No entanto, em junho do corrente ano, o presidente do Senado
Federal endereçou reclamação ao Supremo questionando o modelo adotado
pela Petrobras para o desinvestimento, alegando que a separação dos
ativos em empresas subsidiárias, que denominou de 'empresas-ponte', com a
subsequente alienação do controle das mesmas, implicaria no esvaziamento do
objeto da 'empresa-mãe' e na extinção parcial da holding, o que exigiria a
prévia autorização legislativa.
A Petrobras vem sustentando que o modelo de venda adotado é
compatível e não viola o entendimento da Corte, sendo perfeitamente adequado
aos fins a que se destina. Alega, ainda, que o programa de desinvestimento que
promove, inclusive o de venda de algumas de suas refinarias, se dá em
decorrência de um acordo celebrado com o Conselho Administrativo de Defesa
Econômica - CADE, tendo em vista os imperativos de abertura do mercado e que o
processo seletivo adotado foi devidamente referendado pelo Tribunal de
Contas da União - TCU. Até o momento, três dos onze ministros do STF
votaram a favor da necessidade de prévia autorização legislativa.
A posição defendida pela Petrobras nos parece a mais acertada, pois
não se trata de privatização ou extinção parcial da estatal e sim de venda de
ativos, procedimento normal e corriqueiro na vida das empresas, inclusive nas
sociedades de economia mista que desenvolvem atividades econômicas e que
competem no mercado em igualdade de condições com empresas privadas.O modelo
societário escolhido deve ser entendido, apenas, como um instrumento legal
capaz de dar maior transparência ao processo de venda dos ativos e segurança
jurídica ao investidor.
Espera-se, assim, que a decisão parcial do STF seja revertida em plenário, mas,
independentemente da discussão e do desfecho do julgamento, a possibilidade de
a Petrobras desinvestir ou deixar de exercer, total ou parcialmente,
a atividade de refino de petróleo no país merece atenção e alguns cuidados. Com
o desinvestimento, a regulação deverá contemplar obrigações especificas de
atualização e expansão das unidades negociadas, bem como assegurar a
continuidade do abastecimento do mercado na zona de influência das refinarias
vendidas. Além disso, a ANP, juntamente com os órgãos de defesa da
concorrência,deverá estabelecer normas para que a transição do monopólio
estatal do refino para um regime de competição se dê de forma adequada,
evitando a constituição de novas posições dominantes no setor.
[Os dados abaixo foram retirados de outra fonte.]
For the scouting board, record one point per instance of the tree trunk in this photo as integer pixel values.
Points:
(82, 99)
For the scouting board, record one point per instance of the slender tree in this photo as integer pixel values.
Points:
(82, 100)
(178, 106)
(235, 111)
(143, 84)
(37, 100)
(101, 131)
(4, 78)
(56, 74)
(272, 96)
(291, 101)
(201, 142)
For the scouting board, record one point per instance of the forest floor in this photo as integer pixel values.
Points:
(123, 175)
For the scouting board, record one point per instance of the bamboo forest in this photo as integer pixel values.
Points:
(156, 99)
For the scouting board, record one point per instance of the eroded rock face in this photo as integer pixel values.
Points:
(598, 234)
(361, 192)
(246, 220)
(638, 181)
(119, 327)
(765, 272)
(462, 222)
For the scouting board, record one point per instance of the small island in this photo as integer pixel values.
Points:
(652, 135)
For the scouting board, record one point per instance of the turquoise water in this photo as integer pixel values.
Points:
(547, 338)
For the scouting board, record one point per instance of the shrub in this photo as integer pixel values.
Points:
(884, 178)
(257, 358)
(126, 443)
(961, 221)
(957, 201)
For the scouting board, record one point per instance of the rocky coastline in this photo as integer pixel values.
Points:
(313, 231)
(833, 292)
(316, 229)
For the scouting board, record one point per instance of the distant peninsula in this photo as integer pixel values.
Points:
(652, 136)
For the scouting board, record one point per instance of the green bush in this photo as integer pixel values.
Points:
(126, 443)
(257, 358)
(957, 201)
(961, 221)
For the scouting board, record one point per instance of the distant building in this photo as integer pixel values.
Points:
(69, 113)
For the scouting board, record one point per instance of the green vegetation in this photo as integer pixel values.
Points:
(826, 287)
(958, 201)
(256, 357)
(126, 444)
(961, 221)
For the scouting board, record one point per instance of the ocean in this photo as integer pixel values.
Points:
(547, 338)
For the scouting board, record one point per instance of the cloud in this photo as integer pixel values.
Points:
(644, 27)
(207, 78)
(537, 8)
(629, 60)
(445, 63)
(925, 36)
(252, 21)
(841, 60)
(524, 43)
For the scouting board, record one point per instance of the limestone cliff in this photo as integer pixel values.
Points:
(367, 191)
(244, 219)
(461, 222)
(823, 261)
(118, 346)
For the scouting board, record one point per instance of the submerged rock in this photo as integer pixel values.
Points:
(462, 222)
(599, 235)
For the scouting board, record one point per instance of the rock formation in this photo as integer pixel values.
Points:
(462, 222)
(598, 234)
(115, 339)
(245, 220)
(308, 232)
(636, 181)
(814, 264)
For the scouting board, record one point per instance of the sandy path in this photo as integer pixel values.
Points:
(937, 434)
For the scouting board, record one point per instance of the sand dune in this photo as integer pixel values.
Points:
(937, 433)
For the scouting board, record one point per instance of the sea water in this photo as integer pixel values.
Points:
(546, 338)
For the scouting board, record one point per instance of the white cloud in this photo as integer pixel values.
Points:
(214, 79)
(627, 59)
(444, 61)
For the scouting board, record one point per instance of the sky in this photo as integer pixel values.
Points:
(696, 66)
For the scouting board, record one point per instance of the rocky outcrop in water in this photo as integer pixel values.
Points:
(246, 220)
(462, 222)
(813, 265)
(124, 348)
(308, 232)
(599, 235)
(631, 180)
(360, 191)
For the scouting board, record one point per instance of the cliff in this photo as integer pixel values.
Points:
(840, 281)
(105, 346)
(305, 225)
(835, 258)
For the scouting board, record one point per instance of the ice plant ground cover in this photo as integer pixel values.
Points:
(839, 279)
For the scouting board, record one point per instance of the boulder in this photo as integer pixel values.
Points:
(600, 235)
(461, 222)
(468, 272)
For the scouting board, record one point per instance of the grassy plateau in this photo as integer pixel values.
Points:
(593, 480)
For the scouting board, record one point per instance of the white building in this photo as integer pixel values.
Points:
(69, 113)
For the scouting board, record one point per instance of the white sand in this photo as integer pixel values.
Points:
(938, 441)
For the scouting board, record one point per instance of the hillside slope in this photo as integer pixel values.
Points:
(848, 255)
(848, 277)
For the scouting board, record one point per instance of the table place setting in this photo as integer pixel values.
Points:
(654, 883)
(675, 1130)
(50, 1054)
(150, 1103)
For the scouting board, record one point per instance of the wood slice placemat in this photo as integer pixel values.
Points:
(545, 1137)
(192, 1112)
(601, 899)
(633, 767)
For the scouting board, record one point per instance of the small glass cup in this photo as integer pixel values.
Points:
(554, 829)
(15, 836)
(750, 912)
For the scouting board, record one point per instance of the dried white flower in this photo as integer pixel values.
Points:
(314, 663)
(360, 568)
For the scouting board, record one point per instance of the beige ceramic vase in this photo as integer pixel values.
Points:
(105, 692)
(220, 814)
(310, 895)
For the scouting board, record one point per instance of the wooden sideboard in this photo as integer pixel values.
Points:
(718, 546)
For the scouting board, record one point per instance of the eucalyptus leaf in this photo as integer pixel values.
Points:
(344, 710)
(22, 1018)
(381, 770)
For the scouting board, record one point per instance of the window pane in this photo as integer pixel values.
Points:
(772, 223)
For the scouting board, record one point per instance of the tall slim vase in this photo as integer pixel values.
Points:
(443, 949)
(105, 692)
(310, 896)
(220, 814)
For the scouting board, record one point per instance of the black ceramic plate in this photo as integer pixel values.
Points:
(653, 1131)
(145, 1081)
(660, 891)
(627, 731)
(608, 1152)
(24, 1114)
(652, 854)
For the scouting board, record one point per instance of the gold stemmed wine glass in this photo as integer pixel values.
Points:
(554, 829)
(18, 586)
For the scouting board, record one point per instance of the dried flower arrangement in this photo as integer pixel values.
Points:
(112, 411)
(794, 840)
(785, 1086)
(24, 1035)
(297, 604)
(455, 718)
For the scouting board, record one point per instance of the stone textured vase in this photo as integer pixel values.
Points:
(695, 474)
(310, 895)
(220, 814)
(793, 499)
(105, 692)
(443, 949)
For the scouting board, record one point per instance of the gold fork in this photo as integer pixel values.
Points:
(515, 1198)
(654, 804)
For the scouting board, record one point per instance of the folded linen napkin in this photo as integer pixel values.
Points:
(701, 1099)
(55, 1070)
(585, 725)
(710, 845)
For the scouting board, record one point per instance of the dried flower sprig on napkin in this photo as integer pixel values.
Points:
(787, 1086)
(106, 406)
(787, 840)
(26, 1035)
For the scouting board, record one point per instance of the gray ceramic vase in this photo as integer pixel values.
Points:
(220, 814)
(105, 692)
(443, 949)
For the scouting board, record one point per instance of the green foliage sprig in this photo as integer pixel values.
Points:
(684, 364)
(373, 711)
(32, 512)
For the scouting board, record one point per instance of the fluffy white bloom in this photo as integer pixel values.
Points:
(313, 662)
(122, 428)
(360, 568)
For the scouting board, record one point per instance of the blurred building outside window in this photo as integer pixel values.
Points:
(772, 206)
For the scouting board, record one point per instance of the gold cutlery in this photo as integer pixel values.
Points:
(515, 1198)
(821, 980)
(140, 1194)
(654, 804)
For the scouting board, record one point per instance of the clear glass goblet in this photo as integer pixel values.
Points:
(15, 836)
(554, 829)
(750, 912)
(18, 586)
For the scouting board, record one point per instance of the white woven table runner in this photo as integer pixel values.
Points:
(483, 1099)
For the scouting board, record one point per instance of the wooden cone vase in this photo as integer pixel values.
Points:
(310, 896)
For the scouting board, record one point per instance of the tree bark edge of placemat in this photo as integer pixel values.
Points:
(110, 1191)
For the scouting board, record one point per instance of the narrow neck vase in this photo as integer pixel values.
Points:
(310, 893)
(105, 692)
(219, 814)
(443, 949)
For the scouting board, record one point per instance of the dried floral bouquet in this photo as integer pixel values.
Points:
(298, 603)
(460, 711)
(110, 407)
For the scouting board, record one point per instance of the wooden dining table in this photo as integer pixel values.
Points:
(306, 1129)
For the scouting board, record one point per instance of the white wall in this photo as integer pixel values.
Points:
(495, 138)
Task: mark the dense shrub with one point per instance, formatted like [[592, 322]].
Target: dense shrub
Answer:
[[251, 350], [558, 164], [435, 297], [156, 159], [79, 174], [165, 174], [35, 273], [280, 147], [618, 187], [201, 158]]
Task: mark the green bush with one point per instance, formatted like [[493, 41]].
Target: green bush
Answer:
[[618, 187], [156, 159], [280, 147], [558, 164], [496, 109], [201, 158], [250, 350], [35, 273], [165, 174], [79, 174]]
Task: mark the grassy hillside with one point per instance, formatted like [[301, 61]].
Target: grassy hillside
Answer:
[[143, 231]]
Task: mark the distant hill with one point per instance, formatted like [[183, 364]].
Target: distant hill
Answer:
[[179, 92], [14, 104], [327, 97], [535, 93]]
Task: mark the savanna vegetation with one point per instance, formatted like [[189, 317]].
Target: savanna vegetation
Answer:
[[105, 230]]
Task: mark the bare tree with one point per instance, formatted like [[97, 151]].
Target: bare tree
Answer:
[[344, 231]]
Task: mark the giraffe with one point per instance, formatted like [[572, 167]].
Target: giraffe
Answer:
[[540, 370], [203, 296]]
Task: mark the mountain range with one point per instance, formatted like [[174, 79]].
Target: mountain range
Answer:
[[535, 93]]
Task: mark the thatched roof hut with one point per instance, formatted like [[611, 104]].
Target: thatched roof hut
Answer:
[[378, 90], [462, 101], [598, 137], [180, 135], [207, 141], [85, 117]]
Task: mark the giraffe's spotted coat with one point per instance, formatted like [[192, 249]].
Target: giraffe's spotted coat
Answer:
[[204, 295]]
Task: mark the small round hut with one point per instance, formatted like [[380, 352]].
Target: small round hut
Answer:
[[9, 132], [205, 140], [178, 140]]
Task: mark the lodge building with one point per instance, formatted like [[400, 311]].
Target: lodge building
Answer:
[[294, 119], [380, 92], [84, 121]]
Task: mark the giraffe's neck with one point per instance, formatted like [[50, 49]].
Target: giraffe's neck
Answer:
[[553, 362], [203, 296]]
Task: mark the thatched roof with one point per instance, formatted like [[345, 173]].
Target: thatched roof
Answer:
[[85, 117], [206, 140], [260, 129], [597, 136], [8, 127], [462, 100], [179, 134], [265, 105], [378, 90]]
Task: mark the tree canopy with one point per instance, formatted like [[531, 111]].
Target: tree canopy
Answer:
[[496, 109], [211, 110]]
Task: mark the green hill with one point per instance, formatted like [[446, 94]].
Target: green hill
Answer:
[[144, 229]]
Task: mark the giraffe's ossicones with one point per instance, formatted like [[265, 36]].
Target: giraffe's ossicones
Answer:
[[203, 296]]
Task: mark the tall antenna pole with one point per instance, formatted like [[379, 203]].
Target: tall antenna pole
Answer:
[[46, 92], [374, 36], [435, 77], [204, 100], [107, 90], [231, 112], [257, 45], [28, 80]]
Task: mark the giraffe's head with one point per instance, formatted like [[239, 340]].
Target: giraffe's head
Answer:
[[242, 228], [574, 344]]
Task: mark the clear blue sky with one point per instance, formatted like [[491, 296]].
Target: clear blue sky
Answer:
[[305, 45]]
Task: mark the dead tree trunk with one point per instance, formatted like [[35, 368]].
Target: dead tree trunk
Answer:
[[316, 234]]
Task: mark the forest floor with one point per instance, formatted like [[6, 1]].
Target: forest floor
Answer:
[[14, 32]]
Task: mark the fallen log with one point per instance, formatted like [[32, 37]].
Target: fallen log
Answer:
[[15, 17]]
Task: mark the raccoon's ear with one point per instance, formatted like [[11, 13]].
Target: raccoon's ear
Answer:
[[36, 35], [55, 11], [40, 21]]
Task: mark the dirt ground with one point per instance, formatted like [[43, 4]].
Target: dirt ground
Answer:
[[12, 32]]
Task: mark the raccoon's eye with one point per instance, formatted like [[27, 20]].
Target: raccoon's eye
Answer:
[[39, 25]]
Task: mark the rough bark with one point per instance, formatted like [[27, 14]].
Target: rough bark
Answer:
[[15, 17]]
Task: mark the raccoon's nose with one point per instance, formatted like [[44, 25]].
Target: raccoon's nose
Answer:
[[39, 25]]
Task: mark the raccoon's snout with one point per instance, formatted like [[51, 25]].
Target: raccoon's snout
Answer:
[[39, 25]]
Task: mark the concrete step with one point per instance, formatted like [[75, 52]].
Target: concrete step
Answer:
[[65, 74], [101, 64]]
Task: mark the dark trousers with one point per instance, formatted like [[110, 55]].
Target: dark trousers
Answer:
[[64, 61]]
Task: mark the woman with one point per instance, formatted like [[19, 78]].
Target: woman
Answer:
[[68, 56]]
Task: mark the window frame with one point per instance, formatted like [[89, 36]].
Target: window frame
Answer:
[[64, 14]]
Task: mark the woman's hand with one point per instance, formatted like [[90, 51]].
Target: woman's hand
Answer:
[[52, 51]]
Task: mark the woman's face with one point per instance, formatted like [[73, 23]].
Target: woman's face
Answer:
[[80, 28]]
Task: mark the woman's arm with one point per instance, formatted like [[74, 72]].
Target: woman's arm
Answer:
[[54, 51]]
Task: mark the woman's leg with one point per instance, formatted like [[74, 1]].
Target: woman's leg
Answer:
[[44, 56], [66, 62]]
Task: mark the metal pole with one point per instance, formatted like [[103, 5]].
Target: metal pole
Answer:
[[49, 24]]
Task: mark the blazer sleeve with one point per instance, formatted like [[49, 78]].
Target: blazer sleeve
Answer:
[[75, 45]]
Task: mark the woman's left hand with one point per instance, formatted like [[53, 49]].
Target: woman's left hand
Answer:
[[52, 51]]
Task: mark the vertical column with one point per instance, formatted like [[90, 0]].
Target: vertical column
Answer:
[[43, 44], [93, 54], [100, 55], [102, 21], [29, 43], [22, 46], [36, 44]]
Algumas alternativas seriam viáveis para o desinvestimento pretendido
pela Petrobras; (i) a venda direta do ativo (as próprias refinarias); (ii)
a alienação do controle acionário da empresa subsidiária
da Petrobras que as detenha, ou; (iii) venda da participação
minoritária nas mesmas. A alternativa escolhida pela Petrobras foi a
referida no item (ii) acima, por ser mais eficiente e transparente no que diz
respeito aos direitos e obrigações envolvidos.
Assim, o modelo adotado prevê a alocação de um ou mais ativos em empresa ou
empresas a serem criadas, facilitando o processo de análise legal, regulatória,
fiscal e ambiental pelos interessados e tornando a aquisição mais atrativa.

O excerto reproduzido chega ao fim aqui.